En regardant cette foule, je songe que c'est une singulière chose que la justice distributive des enterrements; que la justice de cette postérité contemporaine, qui suit la gloire ou la valeur toutes chaudes. Derrière le convoi de Henri Heine, il y avait six personnes; derrière Musset, quarante... Le cercueil d'un homme de lettres a sa fortune, comme ses livres.

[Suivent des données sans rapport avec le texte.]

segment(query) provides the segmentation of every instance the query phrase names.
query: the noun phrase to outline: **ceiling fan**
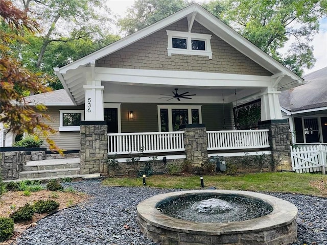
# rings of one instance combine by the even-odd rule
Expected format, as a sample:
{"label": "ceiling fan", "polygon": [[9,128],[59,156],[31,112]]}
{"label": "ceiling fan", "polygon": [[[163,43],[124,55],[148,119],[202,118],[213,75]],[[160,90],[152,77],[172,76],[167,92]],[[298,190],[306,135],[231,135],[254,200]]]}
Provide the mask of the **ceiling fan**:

Au reste, sous le masque, tout ce monde rend largement à Murger l'indifférence que Murger ne cachait pas pour les autres. Gautier, qui nous dit «se nourrir avec soin», nous entretient de la découverte, qu'il est parvenu à faire, de l'origine de ce goût d'huile qui l'a si longtemps intrigué dans les biftecks: c'est que les bestiaux sont engraissés maintenant avec des résidus, des tourteaux de colza. A côté, on cause bibliographie érotique, catalographie de livres obscènes. Saint-Victor demande une communication du Diable au Corps d'Andréa de Nerciat. Aubryet fait un mot charmant sur le physique épouvantablement papelard de Louis Ulbach : il dit qu'il «a l'air d'un évêque au bagne».

Dimanche 3 février.
Les feuilletons sont venus, les articles, les oraisons funèbres. Les plumes ont pleuré leurs larmes. Les regrets ont chanté sur tous les tons. On s'est mis à faire un Murger légendaire, une sorte de héros de la pauvreté, un honneur des lettres. On l'a poétisé sur toutes les coutures. On s'est mis à dessiner, dans l'ombre de sa vie et de son foyer, une autre Lisette *. [Allusion à la légendaire inspiratrice de Béranger. Mais les Goncourt confondent abusivement la grisette volage créée par Béranger et la compagne réelle du chansonnier Mlle Judith Frère.] On a parlé non seulement de son talent, mais de ses vertus, de son cœur, de son chien...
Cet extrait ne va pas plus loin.